Примерно такая же ситуация сложилась в 2007 году, когда я сменил его на посту председателя правления писательской организации. Тем не менее, наша с ним дружба продолжалась до самых последних дней его жизни.
РАДЕТЕЛЬ РУССКОГО СЛОВА. ИВАН ЕВСЕЕНКО
ЕВСЕЕНКО Иван Иванович (2.8.1943, Украина, с. Займище Щорского р-на Черниговской обл.) — прозаик. Евсеенко работал учителем в сельских школах, литсотрудником районной газеты, служил в армии (1962–1965) в ракетных войсках стратегического назначения, учился в Курском педагогическом институте. В 1973 г. окончил Литературный институт им. М. Горького (семинар С. Залыгина). Член Союза писателей СССР с 1976 г. С 1973-го по 1997 год заведовал отделом прозы в литературно-художественном журнале «Подъём» (г. Воронеж), с 1997 г. — главный редактор этого журнала… Евсеенко — писатель многоплановый. Отдав дань сатирико-эпическому направлению в своем творчестве, «смеху сквозь слезы», он в то же время пишет целый ряд рассказов и повестей в совершенно иной, традиционно-спокойной повествовательной манере, все больше уделяя внимания религиозно-философским поискам. Он определяет православие как основу души русского человека… Евсеенко — лауреат литературных премий: Воронежского комсомола им. Василия Кубанева (1978), им. И. Бунина (1995), им. А. Платонова (1999), премии «Роман-газеты» «Образ» (2002), премии Олимпийского комитета РФ (1994) и др. Заслуженный работник культуры РФ (1999).
Из биобиблиографического словаря «Русская литература ХХ века», 2005 г.
«Вот и настало время воспоминаний. В молодые годы никому из нас не дано предвидеть своих жизненных пределов, не дано знать, кто первым уйдет в мир иной, а кому придется в одиночестве печалиться и скорбеть об ушедших друзьях, которые, возможно, были достойны более длинной жизни, чем твоя собственная. Но коль судьба отнеслась к тебе столь милостиво, то, отложив все другие дела и заботы, сядь и напиши об ушедших все, что ты о них знал, что запомнил. За это тебе потом воздастся: может, кто-то еще, более долговечный, чем ты, и о тебе вспомнит добрым, непредвзятым словом».

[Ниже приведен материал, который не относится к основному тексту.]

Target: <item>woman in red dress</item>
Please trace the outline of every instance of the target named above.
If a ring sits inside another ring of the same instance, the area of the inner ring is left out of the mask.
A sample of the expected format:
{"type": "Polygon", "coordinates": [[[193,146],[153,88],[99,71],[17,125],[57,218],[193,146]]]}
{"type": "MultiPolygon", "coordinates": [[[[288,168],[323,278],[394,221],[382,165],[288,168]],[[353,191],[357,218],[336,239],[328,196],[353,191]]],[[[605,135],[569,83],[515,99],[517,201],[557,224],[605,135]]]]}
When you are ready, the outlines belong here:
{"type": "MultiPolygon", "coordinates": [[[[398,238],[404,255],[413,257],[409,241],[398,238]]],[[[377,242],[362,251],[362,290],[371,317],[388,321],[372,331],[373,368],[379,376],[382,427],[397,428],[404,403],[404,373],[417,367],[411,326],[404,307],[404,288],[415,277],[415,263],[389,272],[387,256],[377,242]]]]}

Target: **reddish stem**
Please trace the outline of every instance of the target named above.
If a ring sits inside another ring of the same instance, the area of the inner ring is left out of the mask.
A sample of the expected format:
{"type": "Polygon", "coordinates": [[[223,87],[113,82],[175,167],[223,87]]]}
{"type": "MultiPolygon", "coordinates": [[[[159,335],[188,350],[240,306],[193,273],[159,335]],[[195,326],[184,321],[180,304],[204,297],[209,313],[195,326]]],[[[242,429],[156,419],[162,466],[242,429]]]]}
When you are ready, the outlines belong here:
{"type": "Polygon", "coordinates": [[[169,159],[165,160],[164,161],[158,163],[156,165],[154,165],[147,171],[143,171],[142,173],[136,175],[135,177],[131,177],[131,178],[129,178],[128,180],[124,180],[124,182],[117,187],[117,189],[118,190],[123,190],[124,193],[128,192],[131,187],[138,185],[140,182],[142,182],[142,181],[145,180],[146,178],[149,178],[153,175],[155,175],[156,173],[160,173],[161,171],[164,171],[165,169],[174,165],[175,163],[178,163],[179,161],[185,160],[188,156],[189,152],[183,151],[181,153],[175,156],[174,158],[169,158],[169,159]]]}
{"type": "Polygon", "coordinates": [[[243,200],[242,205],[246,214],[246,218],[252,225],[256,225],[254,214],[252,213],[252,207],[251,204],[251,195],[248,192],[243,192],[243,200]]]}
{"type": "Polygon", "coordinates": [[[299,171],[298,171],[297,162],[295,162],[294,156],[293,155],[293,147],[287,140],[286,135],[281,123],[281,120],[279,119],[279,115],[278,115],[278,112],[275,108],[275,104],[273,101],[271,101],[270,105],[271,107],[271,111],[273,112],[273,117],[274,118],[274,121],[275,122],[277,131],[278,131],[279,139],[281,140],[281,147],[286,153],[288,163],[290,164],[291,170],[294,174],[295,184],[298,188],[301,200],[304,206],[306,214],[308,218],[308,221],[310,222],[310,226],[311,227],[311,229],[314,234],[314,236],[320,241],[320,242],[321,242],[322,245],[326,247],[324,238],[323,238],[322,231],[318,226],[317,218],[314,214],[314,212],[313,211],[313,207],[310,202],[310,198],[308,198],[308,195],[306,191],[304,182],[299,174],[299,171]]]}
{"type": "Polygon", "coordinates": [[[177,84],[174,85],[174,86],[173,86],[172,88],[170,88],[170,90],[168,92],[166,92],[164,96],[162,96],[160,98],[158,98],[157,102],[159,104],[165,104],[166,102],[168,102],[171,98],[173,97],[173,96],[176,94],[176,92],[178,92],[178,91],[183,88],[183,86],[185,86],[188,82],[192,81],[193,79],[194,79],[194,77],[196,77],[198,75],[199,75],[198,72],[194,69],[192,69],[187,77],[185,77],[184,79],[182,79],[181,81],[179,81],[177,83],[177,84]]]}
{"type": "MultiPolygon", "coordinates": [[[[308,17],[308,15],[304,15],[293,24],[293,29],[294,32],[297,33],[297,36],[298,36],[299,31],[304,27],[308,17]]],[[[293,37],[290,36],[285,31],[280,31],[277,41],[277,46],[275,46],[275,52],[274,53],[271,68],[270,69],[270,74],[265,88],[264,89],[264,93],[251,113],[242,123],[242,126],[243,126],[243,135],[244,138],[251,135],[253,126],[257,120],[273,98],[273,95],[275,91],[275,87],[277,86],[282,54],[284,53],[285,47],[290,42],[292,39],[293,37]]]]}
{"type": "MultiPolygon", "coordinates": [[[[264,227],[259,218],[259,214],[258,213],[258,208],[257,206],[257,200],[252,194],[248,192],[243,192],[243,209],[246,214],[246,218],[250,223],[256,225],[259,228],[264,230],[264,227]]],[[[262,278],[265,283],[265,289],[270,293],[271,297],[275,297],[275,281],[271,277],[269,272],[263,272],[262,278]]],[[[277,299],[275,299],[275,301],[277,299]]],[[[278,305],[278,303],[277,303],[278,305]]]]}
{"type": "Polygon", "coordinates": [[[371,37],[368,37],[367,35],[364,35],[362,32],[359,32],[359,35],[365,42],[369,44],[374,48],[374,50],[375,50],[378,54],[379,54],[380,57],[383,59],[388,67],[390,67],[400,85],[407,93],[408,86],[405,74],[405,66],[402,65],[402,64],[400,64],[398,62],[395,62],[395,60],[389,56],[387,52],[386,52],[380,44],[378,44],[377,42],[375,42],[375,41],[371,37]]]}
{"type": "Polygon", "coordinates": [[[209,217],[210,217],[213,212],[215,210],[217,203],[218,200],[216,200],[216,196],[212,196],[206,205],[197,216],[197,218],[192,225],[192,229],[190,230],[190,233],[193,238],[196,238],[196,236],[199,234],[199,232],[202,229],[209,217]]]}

Так начинаются воспоминания Ивана Ивановича Евсеенко о Литинституте, о своем литературном учителе Сергее Павловиче Залыгине. А теперь пришло время вспомнить и о нем самом — большом русском писателе, моем давнем и хорошем друге Иване Евсеенко. Говоря его словами, я оказался «более долговечным», чем он, хоть он и моложе меня.
Наша с ним дружба началась в 1973 году. Именно тогда я был приглашен новым главным редактором журнала «Подъём» Виктором Михайловичем Поповым на должность редактора отдела поэзии и публицистики. Работу начал в марте. Напротив моего стола в рабочем кабинете редакции стоял стол редактора отдела прозы. Его занимал известный писатель Юрий Данилович Гончаров. Но он уже подал заявление об уходе, наводил порядок в ящиках, забитых рукописями, и со свойственными ему нотками нытья без конца убеждал меня:
— Женя, ничего хорошего здесь сделать невозможно… Не дадут ни обком, ни цензура…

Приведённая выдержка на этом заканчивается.